You are viewing a plain text version of this content. The canonical link for it is here.
Posted to xmlrpc-dev@ws.apache.org by bu...@apache.org on 2003/08/06 17:55:36 UTC
DO NOT REPLY [Bug 22181] New: -
Add option to XmlRpcClient to ignore SSL certificate validation
DO NOT REPLY TO THIS EMAIL, BUT PLEASE POST YOUR BUG
RELATED COMMENTS THROUGH THE WEB INTERFACE AVAILABLE AT
<http://nagoya.apache.org/bugzilla/show_bug.cgi?id=22181>.
ANY REPLY MADE TO THIS MESSAGE WILL NOT BE COLLECTED AND
INSERTED IN THE BUG DATABASE.
http://nagoya.apache.org/bugzilla/show_bug.cgi?id=22181
Add option to XmlRpcClient to ignore SSL certificate validation
Summary: Add option to XmlRpcClient to ignore SSL certificate
validation
Product: XML-RPC
Version: 1.1
Platform: All
OS/Version: All
Status: NEW
Severity: Enhancement
Priority: Other
Component: Source
AssignedTo: rpc-dev@xml.apache.org
ReportedBy: arozeluk@compugen.com
When using XML-RPC with SSL, and the server is using a self-signed certificate
(say on a staging server), the Java net libraries throw an exception.
As a suggestion, it should be possible to add a method, something like static
setIgnoreSSLCerts(boolean) to XmlRpcClient and XmlRpcClientLite, which will
override the TrustManager for the SSL connects.
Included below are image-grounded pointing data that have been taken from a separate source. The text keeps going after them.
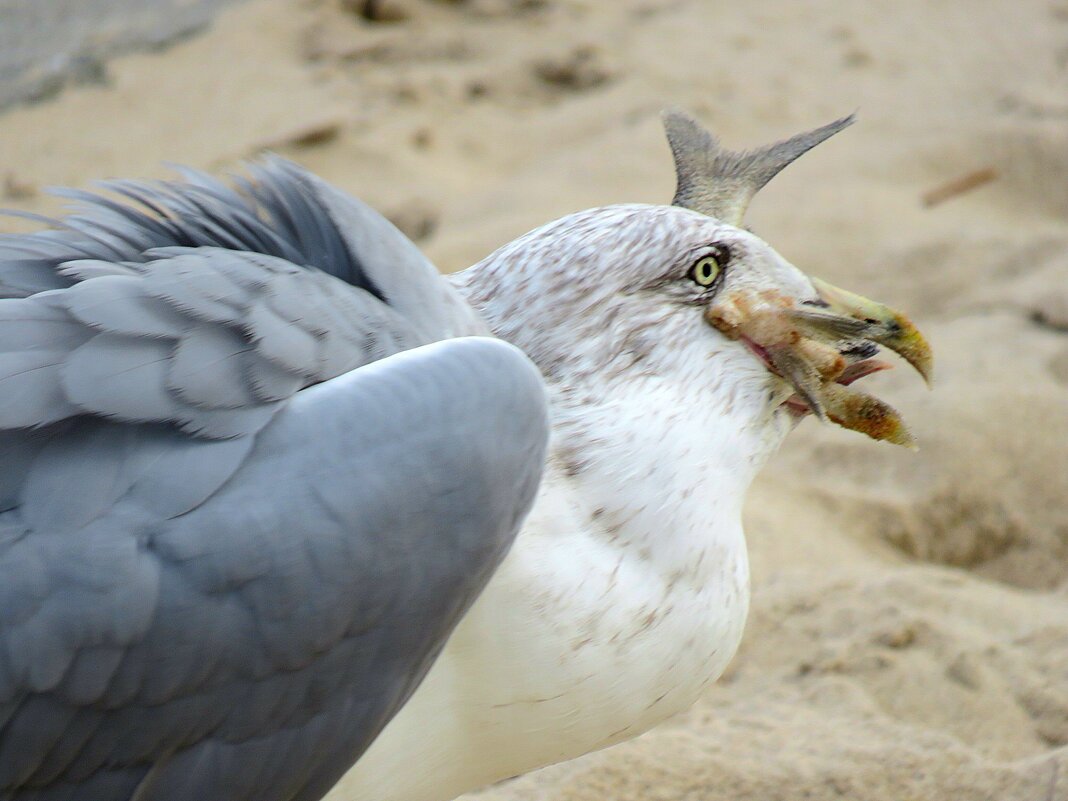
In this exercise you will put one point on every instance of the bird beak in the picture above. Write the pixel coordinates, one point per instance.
(821, 346)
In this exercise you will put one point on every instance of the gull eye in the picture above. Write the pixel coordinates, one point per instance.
(708, 268)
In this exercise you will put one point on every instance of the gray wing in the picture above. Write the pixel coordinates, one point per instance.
(254, 646)
(238, 514)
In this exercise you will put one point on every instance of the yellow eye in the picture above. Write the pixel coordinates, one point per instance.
(708, 268)
(705, 271)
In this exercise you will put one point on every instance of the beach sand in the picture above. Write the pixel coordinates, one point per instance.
(909, 628)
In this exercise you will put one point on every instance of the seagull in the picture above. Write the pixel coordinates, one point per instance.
(280, 505)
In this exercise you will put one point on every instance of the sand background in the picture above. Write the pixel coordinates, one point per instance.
(909, 634)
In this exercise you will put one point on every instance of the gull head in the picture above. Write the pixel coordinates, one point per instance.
(685, 294)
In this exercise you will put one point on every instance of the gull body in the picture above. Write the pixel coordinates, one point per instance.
(258, 459)
(627, 590)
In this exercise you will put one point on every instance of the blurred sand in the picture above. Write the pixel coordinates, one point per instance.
(909, 635)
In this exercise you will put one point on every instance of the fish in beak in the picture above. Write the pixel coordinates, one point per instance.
(821, 345)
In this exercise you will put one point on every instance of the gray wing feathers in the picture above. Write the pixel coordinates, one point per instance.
(236, 524)
(264, 638)
(202, 345)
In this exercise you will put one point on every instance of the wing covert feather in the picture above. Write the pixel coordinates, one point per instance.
(266, 635)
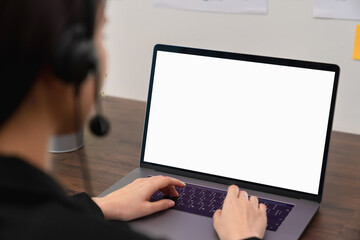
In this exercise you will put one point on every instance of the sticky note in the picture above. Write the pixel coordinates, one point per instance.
(356, 53)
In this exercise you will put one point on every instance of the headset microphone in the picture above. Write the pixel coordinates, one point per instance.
(99, 125)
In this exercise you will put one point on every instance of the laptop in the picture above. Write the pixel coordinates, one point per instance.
(216, 118)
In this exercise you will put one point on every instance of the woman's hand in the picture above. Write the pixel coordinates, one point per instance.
(132, 201)
(240, 217)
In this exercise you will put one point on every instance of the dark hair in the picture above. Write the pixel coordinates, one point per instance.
(29, 30)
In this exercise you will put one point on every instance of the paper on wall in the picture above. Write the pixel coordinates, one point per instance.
(341, 9)
(356, 53)
(226, 6)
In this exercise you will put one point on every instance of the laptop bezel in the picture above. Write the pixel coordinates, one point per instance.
(253, 58)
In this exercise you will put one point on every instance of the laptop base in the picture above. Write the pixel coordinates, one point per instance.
(174, 224)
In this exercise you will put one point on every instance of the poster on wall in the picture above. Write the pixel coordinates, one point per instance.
(225, 6)
(340, 9)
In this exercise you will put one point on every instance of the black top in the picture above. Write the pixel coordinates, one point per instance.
(34, 206)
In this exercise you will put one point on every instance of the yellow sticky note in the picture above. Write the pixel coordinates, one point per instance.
(356, 53)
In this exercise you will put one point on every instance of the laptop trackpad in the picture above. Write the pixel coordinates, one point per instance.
(173, 224)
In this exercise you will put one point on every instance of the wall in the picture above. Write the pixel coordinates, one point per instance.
(289, 30)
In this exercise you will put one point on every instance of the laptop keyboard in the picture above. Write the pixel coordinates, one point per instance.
(205, 201)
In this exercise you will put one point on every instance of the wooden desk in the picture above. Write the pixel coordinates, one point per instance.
(112, 157)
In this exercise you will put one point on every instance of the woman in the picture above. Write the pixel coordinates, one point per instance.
(39, 99)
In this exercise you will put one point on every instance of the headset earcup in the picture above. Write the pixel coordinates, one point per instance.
(74, 56)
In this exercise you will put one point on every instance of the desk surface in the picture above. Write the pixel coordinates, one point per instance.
(114, 156)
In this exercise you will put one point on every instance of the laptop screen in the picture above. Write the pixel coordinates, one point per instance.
(252, 121)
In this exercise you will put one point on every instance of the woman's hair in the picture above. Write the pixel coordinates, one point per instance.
(29, 30)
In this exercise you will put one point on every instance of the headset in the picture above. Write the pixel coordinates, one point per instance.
(74, 58)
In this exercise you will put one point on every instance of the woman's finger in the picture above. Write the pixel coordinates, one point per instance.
(158, 183)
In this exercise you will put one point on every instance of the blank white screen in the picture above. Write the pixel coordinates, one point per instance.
(256, 122)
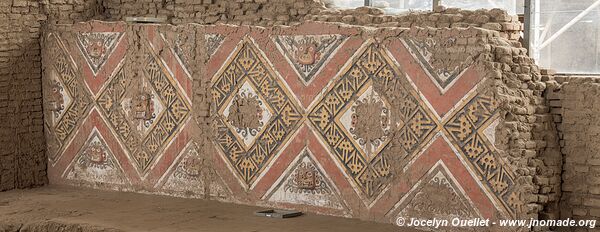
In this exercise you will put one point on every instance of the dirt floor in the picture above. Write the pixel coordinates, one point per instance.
(69, 209)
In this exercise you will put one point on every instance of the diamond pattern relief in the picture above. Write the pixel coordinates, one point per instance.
(146, 114)
(254, 115)
(308, 53)
(468, 128)
(97, 46)
(96, 164)
(432, 55)
(247, 102)
(356, 119)
(67, 101)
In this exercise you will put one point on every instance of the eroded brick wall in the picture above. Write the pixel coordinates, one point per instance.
(22, 159)
(573, 101)
(238, 114)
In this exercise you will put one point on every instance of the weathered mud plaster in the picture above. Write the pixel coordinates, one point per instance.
(372, 123)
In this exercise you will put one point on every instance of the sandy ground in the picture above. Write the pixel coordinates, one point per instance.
(71, 209)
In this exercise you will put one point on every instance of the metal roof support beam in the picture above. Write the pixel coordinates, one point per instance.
(569, 25)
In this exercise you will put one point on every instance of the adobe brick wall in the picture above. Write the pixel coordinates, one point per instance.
(290, 12)
(22, 144)
(22, 155)
(502, 87)
(573, 101)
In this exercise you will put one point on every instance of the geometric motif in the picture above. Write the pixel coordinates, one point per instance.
(247, 114)
(436, 61)
(96, 164)
(97, 46)
(69, 101)
(308, 53)
(437, 196)
(271, 114)
(148, 118)
(361, 94)
(213, 42)
(467, 127)
(192, 175)
(305, 183)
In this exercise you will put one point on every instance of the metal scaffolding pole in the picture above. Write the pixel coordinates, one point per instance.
(527, 26)
(569, 25)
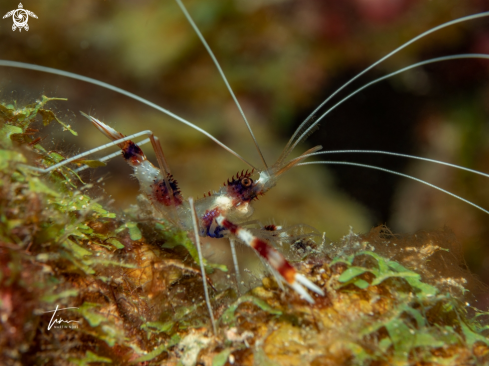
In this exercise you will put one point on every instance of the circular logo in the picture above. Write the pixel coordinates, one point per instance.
(20, 18)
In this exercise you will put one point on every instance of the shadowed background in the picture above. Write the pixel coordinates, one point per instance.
(282, 59)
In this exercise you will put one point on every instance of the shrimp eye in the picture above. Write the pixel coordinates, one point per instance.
(246, 182)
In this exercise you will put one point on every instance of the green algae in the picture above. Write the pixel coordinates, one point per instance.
(138, 291)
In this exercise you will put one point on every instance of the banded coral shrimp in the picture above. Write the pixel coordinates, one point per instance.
(107, 119)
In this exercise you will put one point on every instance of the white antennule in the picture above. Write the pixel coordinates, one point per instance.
(71, 75)
(209, 51)
(396, 173)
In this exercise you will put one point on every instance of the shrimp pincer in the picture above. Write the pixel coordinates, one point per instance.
(219, 213)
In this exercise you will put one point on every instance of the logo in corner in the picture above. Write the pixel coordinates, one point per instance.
(20, 17)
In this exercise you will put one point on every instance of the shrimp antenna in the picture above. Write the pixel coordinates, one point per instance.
(310, 119)
(206, 45)
(308, 130)
(396, 154)
(71, 75)
(396, 173)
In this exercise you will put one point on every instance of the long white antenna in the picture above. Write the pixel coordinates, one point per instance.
(201, 260)
(399, 174)
(438, 59)
(441, 26)
(204, 42)
(71, 75)
(397, 154)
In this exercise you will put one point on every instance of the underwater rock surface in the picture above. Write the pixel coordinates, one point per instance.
(128, 289)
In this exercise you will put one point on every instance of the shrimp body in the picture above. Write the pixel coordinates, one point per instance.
(219, 213)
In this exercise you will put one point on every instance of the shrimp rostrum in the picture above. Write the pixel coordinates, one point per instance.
(220, 213)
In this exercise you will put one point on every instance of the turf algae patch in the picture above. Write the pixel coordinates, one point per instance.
(131, 291)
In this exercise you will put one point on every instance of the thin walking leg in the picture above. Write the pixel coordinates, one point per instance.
(236, 265)
(201, 260)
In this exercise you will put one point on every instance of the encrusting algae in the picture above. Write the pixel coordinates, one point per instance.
(135, 291)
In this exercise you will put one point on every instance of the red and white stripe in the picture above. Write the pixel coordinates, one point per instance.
(275, 258)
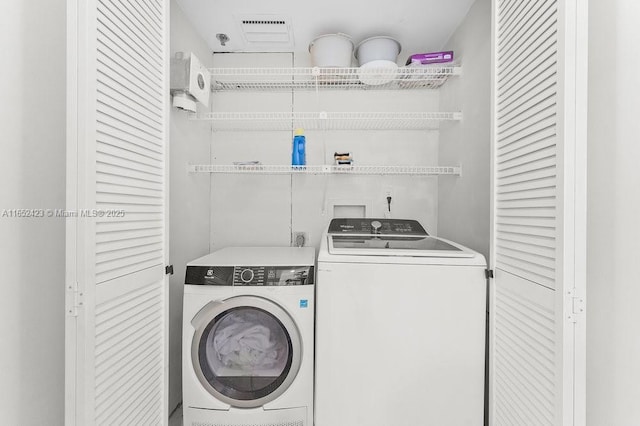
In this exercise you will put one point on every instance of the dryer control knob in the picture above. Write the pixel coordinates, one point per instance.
(246, 275)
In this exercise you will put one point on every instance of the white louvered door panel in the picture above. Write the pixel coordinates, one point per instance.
(537, 344)
(116, 254)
Thus, the user will have the
benefit of SSL encryption, without the hassle of having to have that certificate
signed by a CA.
For example, before connect you can simply:
javax.net.ssl.SSLSocketFactory.getDefault();
X509TrustManager tm = new IgnoreSSLCertTrustManager();
KeyManager[] km = null;
TrustManager[] tma = {tm};
SSLContext sc = SSLContext.getInstance("SSL");
sc.init( km, tma, new java.security.SecureRandom() );
SSLSocketFactory sf1 = sc.getSocketFactory();
... then when you get your URLConnection:
URLConnection con = target.openConnection();
if ( con instanceof HttpsURLConnection ){
HttpsURLConnection secconn = (HttpsURLConnection)con;
secconn.setSSLSocketFactory( sf1 );
}
The IgnoreSSLCertTrustManager simply implements X509TrustManager and returns
true for both 'isClientTrusted' methods and does nothing for
'checkServerTrusted', then returns null for 'getAcceptedIssuers'.
My apologies for not submitting this as a patch, but unfortunately I don't have
those tools available to me at present.